Thursday, March 22, 2012

What is Bro Horror?

In the Devil Inside review previously posted I used the term "Bro-horror", which I realize doesn't actually exist.  But I think it should, so I should attempt to define it and explain why it's relevant to the discussion.  ...bro.

There's an interesting parallel to literature where there's a genre often referred to as "Fratire" which is defined by the use of "Frat-boy" humor and focus on binge drinking and crude sexual humor.  If you're interested go check out Tucker Max's book I hope they serve beer in hell or the film adaptation.  Tucker Max is a deplorable human being, but I'll be damned if he's not worth a laugh.

Anyway, I'm not saying that these are movies that are for bros.  This is is not defining a genre by the preconceived notions we might have about the audience.  This is applying the stereotype to the material directly.

The stereotype I'm working with here is the college guy who calls all his friends "Bro".  He loves his sports, wears polo shirts with popped collars and sandals.  The guys with hopelessly superficial adherence to 80's macho attitudes, just mixed with the surfer stereotype's laid back but stubborn refusal to let anything get them down.  This is the stereotype the internet loves to make fun of when we imagine people saying "Dude, that was a brotastrophy, bro" or "Broseidon, king of the Brocean".  An absolute caricature.
Meet Chet and JR*

 How does that apply to horror movies?

The core engagement of a horror movie is to be scared, to be made uncomfortable by something.  A good horror movie has to offer you something to identify with and emotionally invest in so that you can experience fear of something.  There a lot of ways a movie can do that, but they all depend on you being involved in the story so that you're emotionally open and can feel the fear.

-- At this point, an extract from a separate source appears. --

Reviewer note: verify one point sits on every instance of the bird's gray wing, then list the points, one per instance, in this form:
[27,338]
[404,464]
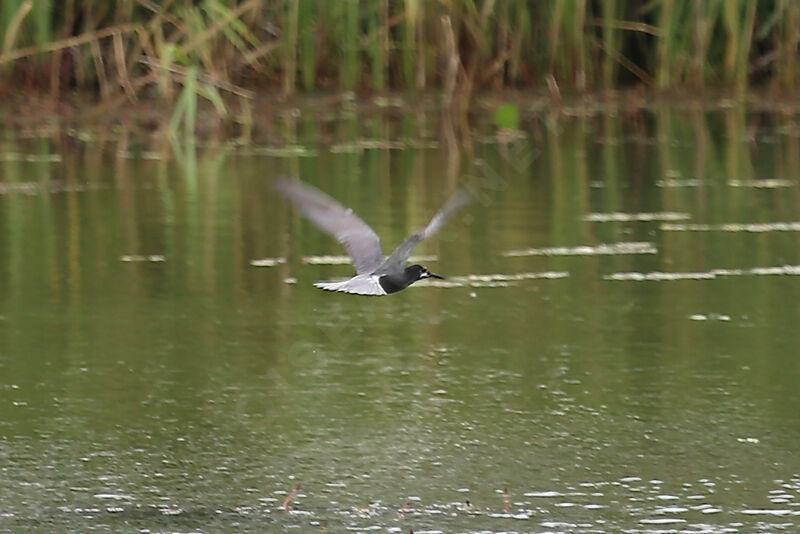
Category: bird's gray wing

Paranomal Activity 1 & 3 are great at this.  They create characters you can identify with, and place them in a situation where they're helpless and don't understand what's happening to them.  The handheld camera style helps you buy into the realism of the story and suspend your disbelief so that you can share those feelings with the characters.  Other movies like Insidious unsettle you: They create situations and scenes in which what you are seeing does not make sense.  They're familiar, but not right at the same time, and then they give you a payoff by throwing something in your face and startling you, but not every time.

All this only works if you're invested.  In the case of Paranormal Activity if you don't care about what's happening you're bored, and in Insidious you're annoyed.

Now, what about this bro-horror thing?

Part of the stereotype we're working with is a superficially macho refusal to expose "tender" emotions, like fear.  Simply put: Bro, you can't be scared, that's just a movie, bro.

Bro-horror is a horror movie that at some level is mocking the idea of being scared of a movie.  When I first said bro-horror in the other review I was talking about Stay Alive, which I admitted was a movie I really liked.  However, the movie itself didn't think anyone watching it should be afraid of what it was showing us.  It felt more like the movie was making fun of the idea that a video game could be killing people, and that it would be ludicrous for someone to be afraid of that.

Another aspect of bro-horror is schadenfreude, a German word meaning pleasure derived from another's misfortune.  Slashers have always had an element of moral judgment, where the killer tends to first go after characters that display "immoral" behavior, but in the modern crop of these movies that's the entire point.  You don't want to see anyone live because they're all terrible people. In I Know What You Did Last Summer, they got drunk and ran over a guy who then just got revenge killings.  This creates an effect where instead of feeling horror at the death of other people, you watch the movie in order to see them die.  When they die, instead of feeling the death had an impact you turn to friend and say "Aaaawww, DUUUDE!  Look at that, bro!".

Often the kills are so over-the-top they're funny.  They've taken the most superficial trappings of horror movies and draped them over top of usually a pretty dull premise, just for the purpose of doing a movie where you find creative ways to kill off the cast and have the audience enjoy it in a really similar way to watching stuff explode in action movies.

Quit harshing my buzz, bro.

I just wanted to define an interesting phenomenon, not say these movies are bad.  A bad bro-horror movie is that because it's a bad movie.  There are movies I would say are bro-horror that I really enjoy, they've succeeded as movies.  They're not scary or unsettling, so they're not really horror, but they are entertaining.  I liked Stay Alive, Cabin Fever (even though it's really strange), Jason X, The Final Destination series, and other things along these lines.  I even somewhat enjoyed the Friday the 13th remake.

Some of these are good movies, but they're not horror.  They don't quite fit anywhere else, but they should have their own distinction.